では、callA が string の引数を持つ場合はどうでしょうか。

class Class1
{
    public void Start()
    {
        string result = "ok";

        methodCall(callA, result);
    }

    void methodCall(Action<string> call, string result)
    {
        call(result);
    }

    void callA(string result)
    {
        Debug.WriteLine($"{result}");
    }
}

急に引数まわりがダルい感じになってきました。
こんな調子で引数が増えていったら、毎回全てに string result のようなものを追加していくんでしょうか。圧倒的に面倒です。

さすがに嫌だからと、こんな風にする人もいるかもしれません。

class Class1A
{
    string result = "ok";

    public void Start()
    {
        methodCall(callA);
    }

    void methodCall(Action call)
    {
        call();
    }

    void callA()
    {
        Debug.WriteLine($"{result}");
    }
}

たしかに引数はなくなりましたが、大外に result という残念変数が増えてしまいましたね。
このような影響範囲の多い残念変数が増えていくと、メンテナンス時に問題を起こすケースが増えていくでしょう。

callA には resultA、callB には resultB ……と増えていって、ある時 result でまとめちゃえ! で死亡フラグとか。

そこで、ラムダ式を使うと……?

class Class2
{
    public void Start()
    {
        string result = "ok";

        methodCall( () => Debug.WriteLine($"{result}") );
    }

    void methodCall(Action call)
    {
        call();
    }
}

その1の Class2 とほぼ変更なくコードをかけてしまいました。
ダル絡みの引数も一切なし、result は Start の中なので、影響範囲も狭いままです。

これが可能なのは、ラムダ式が Start の中で宣言されているため、Start の持つローカル変数値を取得可能という点です。これは大きなアドバンテージです。

ただし、非同期で使う場合は注意

ラムダは知らないが非同期を使う、という人はあまりいないかもしれませんが個人的には忘れやすいので一応触れておきます。
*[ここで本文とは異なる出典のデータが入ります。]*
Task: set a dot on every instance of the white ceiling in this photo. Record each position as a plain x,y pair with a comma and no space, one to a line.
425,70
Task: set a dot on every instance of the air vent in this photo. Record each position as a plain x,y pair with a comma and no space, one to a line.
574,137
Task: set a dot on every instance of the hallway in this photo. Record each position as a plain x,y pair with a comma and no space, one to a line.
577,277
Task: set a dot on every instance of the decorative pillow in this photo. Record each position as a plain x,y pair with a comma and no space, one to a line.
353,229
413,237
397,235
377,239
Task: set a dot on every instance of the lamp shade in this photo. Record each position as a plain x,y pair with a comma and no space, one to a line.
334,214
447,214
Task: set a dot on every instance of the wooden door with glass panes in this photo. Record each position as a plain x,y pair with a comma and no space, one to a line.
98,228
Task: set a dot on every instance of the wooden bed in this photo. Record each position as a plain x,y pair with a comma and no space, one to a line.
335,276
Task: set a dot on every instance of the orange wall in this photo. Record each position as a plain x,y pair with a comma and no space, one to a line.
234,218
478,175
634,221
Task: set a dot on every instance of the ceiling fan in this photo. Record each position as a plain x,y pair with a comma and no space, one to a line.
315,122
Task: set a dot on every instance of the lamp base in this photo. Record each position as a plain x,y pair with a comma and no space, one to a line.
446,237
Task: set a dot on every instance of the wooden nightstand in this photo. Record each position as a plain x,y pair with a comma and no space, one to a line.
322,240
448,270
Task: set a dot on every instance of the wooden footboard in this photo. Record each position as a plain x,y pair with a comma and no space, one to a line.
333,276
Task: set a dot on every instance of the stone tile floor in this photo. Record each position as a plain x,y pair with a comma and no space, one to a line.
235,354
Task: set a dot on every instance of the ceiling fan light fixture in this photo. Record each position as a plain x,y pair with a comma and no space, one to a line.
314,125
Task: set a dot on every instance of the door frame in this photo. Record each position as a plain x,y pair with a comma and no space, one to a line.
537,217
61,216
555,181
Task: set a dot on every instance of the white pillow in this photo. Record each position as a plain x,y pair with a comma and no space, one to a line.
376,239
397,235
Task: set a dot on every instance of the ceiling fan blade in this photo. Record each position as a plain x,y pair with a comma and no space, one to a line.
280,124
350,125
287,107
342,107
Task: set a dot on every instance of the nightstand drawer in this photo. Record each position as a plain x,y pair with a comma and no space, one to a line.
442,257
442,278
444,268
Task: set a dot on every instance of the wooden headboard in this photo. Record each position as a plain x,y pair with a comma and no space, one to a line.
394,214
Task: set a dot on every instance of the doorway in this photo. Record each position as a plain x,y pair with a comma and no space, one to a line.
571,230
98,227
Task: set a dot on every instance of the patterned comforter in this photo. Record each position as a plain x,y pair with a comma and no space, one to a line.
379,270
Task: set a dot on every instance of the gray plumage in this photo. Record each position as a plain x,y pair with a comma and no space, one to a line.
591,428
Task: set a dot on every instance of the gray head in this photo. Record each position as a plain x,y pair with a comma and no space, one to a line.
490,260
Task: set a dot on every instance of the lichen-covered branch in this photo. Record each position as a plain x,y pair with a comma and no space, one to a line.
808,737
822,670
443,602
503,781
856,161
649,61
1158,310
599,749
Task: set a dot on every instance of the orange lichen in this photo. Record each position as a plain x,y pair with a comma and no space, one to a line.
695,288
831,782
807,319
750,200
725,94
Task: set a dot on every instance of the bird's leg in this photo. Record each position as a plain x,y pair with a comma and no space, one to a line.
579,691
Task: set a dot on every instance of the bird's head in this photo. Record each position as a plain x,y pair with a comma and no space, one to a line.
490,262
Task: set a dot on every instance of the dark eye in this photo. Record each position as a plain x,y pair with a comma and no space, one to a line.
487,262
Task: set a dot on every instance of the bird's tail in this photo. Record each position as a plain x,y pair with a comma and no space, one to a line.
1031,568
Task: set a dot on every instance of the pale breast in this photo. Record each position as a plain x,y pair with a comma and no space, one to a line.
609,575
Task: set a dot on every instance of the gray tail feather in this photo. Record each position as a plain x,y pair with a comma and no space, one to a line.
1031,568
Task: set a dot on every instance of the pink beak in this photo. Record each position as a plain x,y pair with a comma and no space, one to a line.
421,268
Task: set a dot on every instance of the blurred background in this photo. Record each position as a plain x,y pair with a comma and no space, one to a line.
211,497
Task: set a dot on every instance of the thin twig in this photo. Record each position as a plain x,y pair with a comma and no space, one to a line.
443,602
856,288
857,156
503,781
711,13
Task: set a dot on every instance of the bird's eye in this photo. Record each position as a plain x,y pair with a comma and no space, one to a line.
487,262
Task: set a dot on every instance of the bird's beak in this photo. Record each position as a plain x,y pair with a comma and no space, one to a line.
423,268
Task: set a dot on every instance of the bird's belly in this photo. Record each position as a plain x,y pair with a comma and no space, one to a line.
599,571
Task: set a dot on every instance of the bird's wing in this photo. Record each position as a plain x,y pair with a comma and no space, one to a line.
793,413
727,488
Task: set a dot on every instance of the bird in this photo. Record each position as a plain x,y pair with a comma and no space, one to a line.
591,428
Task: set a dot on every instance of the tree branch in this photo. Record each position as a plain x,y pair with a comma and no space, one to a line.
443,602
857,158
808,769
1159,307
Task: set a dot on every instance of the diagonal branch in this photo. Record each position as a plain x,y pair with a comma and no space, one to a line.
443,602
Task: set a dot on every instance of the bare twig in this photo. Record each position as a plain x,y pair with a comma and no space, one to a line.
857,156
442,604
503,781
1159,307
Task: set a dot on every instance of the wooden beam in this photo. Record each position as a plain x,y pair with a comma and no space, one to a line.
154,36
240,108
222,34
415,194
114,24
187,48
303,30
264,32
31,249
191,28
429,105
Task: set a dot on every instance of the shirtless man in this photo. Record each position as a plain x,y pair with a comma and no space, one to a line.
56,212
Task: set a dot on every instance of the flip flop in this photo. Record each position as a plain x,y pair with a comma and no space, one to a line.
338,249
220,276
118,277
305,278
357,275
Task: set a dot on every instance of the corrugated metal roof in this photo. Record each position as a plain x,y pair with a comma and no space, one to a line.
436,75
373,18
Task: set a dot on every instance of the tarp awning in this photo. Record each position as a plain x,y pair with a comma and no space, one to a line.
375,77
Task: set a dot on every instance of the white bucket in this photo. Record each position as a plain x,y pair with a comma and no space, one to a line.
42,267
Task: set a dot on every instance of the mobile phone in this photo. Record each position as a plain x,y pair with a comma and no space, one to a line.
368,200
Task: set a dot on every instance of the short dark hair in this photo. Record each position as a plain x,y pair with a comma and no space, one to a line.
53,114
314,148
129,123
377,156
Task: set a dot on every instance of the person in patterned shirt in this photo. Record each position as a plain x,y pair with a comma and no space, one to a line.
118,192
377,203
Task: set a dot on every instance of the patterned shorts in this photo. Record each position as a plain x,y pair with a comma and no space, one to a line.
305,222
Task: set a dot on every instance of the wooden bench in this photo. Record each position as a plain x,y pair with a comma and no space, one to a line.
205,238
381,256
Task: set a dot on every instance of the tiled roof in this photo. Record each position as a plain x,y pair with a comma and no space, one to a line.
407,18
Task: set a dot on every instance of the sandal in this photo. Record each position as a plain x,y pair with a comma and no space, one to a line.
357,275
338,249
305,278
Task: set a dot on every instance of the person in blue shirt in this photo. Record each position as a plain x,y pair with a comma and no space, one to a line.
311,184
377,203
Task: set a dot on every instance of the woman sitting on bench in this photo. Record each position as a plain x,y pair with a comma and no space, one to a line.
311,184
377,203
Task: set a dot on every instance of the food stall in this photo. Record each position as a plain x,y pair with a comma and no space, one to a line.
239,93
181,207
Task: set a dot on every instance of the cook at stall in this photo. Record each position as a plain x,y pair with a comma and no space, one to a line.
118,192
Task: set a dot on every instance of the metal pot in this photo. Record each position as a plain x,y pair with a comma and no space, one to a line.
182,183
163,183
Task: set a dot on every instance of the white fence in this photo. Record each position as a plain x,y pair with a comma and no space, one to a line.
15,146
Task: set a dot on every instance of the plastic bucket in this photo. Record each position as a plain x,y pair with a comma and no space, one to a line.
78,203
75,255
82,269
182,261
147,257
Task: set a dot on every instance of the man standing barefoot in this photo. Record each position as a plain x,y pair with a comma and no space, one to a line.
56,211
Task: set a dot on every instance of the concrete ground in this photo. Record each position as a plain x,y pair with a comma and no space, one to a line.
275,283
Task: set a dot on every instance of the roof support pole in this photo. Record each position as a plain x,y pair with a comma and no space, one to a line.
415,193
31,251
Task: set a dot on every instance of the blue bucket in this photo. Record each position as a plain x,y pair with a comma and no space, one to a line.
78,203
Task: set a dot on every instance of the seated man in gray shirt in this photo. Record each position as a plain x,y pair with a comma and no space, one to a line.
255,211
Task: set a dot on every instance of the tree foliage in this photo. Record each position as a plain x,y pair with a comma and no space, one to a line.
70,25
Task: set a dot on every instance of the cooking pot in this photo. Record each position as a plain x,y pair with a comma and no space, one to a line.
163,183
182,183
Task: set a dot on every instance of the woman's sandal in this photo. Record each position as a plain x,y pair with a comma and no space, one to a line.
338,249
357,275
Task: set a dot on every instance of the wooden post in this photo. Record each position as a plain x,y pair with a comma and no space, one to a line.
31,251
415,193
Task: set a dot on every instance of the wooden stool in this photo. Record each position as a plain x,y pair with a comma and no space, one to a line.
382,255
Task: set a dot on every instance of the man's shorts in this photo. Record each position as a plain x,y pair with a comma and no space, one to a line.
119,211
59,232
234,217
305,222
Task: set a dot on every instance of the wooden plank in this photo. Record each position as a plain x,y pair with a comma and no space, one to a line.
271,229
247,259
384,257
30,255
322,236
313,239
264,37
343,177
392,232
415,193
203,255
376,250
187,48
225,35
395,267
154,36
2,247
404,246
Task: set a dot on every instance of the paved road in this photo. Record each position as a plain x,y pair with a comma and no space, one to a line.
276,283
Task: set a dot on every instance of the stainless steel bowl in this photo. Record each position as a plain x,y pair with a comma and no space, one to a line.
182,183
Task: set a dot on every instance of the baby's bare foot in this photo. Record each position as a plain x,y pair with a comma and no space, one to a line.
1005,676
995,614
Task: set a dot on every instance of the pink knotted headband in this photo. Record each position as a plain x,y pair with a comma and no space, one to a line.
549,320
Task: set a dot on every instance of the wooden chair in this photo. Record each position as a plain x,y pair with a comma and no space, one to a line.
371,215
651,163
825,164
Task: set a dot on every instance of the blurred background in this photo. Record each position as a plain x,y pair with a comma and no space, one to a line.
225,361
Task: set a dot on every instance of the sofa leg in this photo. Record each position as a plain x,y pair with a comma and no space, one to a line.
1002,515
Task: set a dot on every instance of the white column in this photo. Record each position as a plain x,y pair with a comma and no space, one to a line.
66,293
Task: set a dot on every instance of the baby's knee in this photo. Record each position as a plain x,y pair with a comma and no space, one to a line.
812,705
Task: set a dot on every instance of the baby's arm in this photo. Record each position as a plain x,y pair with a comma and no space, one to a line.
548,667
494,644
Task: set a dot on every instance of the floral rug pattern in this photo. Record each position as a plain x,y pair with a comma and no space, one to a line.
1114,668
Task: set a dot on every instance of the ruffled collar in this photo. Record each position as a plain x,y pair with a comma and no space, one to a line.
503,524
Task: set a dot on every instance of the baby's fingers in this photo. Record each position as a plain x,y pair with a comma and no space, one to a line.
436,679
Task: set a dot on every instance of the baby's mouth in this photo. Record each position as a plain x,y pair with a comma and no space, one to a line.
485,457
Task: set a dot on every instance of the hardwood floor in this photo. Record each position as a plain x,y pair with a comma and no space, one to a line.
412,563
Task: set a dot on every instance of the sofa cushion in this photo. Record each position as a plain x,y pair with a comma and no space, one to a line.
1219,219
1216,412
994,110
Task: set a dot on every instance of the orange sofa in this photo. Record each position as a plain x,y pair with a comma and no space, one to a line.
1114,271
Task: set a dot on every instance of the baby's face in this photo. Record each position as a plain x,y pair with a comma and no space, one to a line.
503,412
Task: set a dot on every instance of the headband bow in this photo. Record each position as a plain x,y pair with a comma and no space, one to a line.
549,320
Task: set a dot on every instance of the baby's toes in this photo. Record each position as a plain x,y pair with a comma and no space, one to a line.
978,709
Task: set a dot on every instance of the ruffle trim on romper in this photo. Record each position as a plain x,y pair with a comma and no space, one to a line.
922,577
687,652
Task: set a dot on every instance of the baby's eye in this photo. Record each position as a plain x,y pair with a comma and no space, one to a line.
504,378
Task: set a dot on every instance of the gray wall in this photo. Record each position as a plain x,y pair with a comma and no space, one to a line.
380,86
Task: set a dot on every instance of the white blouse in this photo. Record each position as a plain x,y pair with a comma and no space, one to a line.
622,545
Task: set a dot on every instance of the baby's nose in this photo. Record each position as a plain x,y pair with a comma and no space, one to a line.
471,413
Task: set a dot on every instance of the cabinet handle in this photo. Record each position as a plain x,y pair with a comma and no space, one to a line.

ローカル変数にアクセルできるアドバンテージ、非同期では問題を起こすことがあります。
以下のようなコード。

class Class3
{
    public void Start()
    {
        string result = "ok";

        Task.Run(
            () =>
            {
                methodCall( () => Debug.WriteLine($"{result}") );
            }
        );

        result = "ng";
    }

    async void methodCall(Action call)
    {
        await Task.Delay(1000);

        call();
    }
}

1秒後に Debug.WriteLine($"{result}") が実行されるのですが、その時の result の中身は ng です。

これは、タスク発行元の Start が、直後に値を ng に変えているため起こります。

あくまで実行されるタイミングまで値が保存されているのが前提、という事を忘れてはいけません。
Task が Image のリソースを使う前に解放してしまう……といったダングリングポインターのような重篤な問題(GC の気分で動いたり、動かなかったりするやつ)を引き起こすこともあるので、気を付けましょう。